LC-MS method is now a routinely employed technique in clinical and biological research. LC-MS instruments are HPLC assays coupled with MS detection units. It has a wide range of applications in clinical research, and the addition of tandem MS and an isotope internal standard facilitate accurate and sensitive detection of analytes. Moreover, the advent of reliable and affordable LC-MS instruments has opened the gate for smaller bioanalytical companies to consider the use of LC-MS in routine bioanalysis.

The coupling of HPLC assays with MS detector units was an obvious extension. But, this extension was relatively incompatible during the earlier years. However, the scenario changed with the advent of the electrospray ion source. Once the incompatibility around earlier MS ion sources was dissolved, several  manufacturers began developing these newer instruments to analyze  proteins and peptides.
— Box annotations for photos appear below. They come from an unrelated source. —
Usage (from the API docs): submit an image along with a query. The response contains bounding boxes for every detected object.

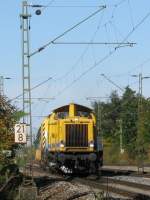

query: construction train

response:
[35,103,103,174]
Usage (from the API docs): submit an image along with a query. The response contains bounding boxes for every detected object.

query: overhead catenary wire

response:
[46,0,128,82]
[29,6,106,57]
[55,11,150,97]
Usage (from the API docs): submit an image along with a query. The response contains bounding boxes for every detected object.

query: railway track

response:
[1,163,150,200]
[70,177,150,200]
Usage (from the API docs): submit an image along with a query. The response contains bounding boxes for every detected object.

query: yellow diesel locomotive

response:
[36,103,103,173]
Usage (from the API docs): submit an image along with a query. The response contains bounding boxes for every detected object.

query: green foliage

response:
[93,87,150,160]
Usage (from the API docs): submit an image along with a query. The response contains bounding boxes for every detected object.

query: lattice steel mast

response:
[20,1,32,156]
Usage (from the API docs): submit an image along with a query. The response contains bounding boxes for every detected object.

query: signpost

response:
[15,124,27,144]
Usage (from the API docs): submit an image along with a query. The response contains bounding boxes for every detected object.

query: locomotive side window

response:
[56,111,69,119]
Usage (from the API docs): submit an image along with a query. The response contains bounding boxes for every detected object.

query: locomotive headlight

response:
[89,141,94,148]
[59,140,65,148]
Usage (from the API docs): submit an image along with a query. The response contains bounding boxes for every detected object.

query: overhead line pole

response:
[20,1,33,178]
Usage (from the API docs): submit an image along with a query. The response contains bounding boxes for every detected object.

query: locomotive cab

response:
[38,103,102,173]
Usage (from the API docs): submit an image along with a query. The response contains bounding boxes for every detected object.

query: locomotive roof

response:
[53,104,92,112]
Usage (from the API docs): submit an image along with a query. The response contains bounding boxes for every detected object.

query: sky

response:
[0,0,150,128]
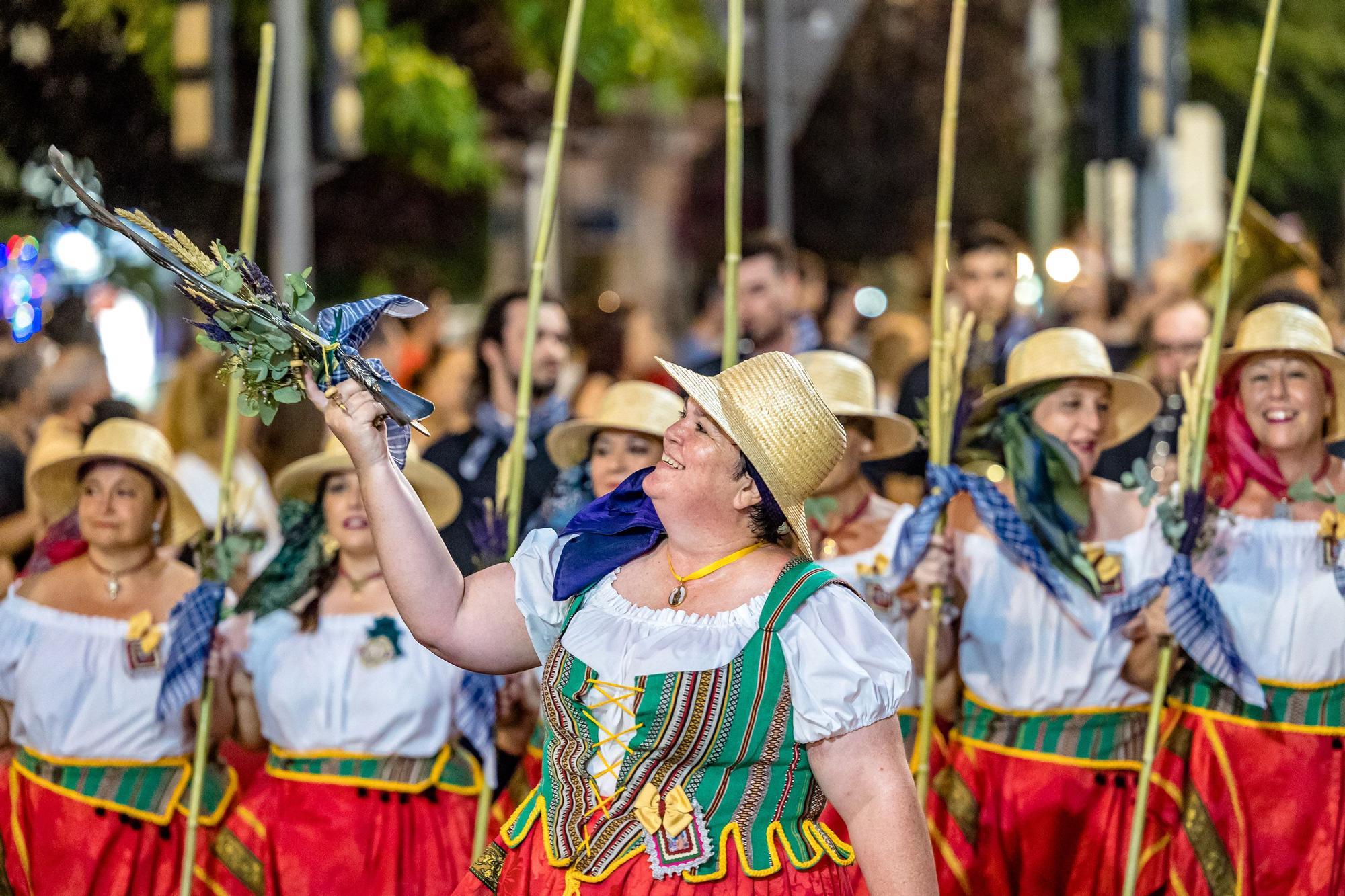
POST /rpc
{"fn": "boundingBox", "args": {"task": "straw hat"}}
[546,380,682,469]
[1219,301,1345,441]
[276,436,463,529]
[658,351,845,560]
[31,417,202,545]
[972,327,1162,448]
[798,348,916,460]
So let us dive deep into the working of LC-MS instruments for quantitative analysis of biological samples.

Instrumentation for mass spectrometers

Mass spectrometers, the detection unit of lc ms analysis systems, is a crucial component of the LC-MS technique. MS detector units convert analytes into charged states. The units then assess the subsequent ions based on their mass to charge ratio. Several types of ionization and ion analysis instruments are available for LC-MS analysis. This availability creates several different combinations of ionization instruments and mass analyzers. Some combinations are more efficient than others. The primary type of mass analyzers and ion sources used in clinical settings are:

  • Mass analyzers – Quadrupole analyzers, Time-of-flight analyzers, Ion trap analyzers, and Hybrid analyzers
  • Ion sources – Electrospray ionization source, Atmospheric pressure chemical ionization source, and Atmospheric pressure photo-ionization.

Quantitative analysis using LC-MS method

Current LC-MS ion sources work with different mobile phases and flow rates. Hence, LC instruments can be directly coupled with MS detectors. However, generated data from LC-MS analysis depends on optimizing  several assay parameters. The modifications of LC-MS parameters can enhance assay performance and provide better study results. These parameters include flow rate, mobile phase, and resolution and throughput.

Numerous factors can affect the response of absolute MS. Factors such as ion source, ion suppression, and collision cell pressure change daily, and controlling these factors can be difficult. Thus, generally, quantitative analysis using absolute MS responses is very challenging.

Researchers usually use internal standards for reliable quantitative data to overcome this challenge. Out of several internal standards, isotopic versions of the analytes of interest are generally preferred during analysis. Stable isotopes are identical and can be easily detected during LC-MS analysis. Moreover, they adjust any inefficiencies or losses during sample preparation and  take care of ion suppression.

However, special care needs to be taken with isotopically labeled internal standards. This concern is because the standards need to be 100% pure and  have a similar molar response during the phases of drug development . Despite using  stable isotope internal standards, calibration plots are still required for accurate quantitation results.

Conclusion

LC-MS methods have started replacing traditional immunoassays in several bioanalytical laboratories. But it is also true that if sponsors want to develop newer innovations around LC-MS analysis, they should focus more on thorough LC-MS method development and validation. Although the initial costs are relatively high-priced, the LC-MS technique is considerably reasonable  for the long-term analysis of biological samples.